Speaker
Description
Background: To enhance the therapeutic efficacy of radioimmunotherapy of cancer, several pretargeting strategies have been developed. In pretargeted radioimmunotherapy, the tumour is pretargeted with a modified monoclonal antibody that has affinity for both, tumour antigen and radiolabeled carrier. A big challenge in cancer treatment is the elimination of occult disseminated tumour cells, in this context the alpha emitter 211At has drawn attention due to its physicochemical characteristics. This project aims to design new molecules for pretargeting applications based on the Diels Alder click chemistry system (Tetrazine (Tz)/Trans-cyclooctene (Tco)) using 211At as radionuclide, and to evaluate these substances to optimize the pharmacokinetics.
Material and Methods: The effector molecule was synthesized attaching N-Succinimidyl-3-(trimethylstannyl)-benzoate, Tetrazine-NHS ester, and Succinic Anhydride to a poly(L)lysine (PL) scaffold (HTzPL and MeTzPL). A dry astatine residue was activated with N-iodosuccinimide followed by electrophilic substitution of the trimethyl-tin group on the TzPL, resulting in an astatinated product. Purification was performed eluting the product in PBS on illustra NAP-5 column. Radiochemical purity of the product was determined with radio-TLC using 100% ethanol as mobile phase and iTLC-SG as stationary phase. Finally, Tco-functionalized magnetic beads (Tco-mBeads) were used to assess the Tetrazine/Tco binding after radiolabeling.

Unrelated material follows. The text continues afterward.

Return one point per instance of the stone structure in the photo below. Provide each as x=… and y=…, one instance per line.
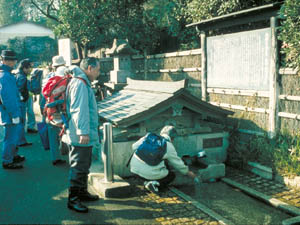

Results: Astatinated TzPL resulted in > 80% of radiochemical yield and > 98% of radiochemical purity. Preliminary studies on Tco-magnetic beads have shown a binding > 90% already after the first minute to reach a value > 97% after one hour.
Discussion and Conclusion: A protocol for the synthesis and radiolabeling of the PL based tetrazine-effector molecule has been developed. High radiochemical yield and radiochemical purity can be obtained in the polymer astatination, resulting in a good binding to Tco-mBeads. H-Tetrazine is reported to react faster than the Me-Tetrazine with Tco, which would be a great advantage when administered in vivo, but it is also less stable. Comparative studies are thus being performed to assess the characteristics of each compound. Additional in vitro and in vivo studies will be carried out for the full evaluation and optimization.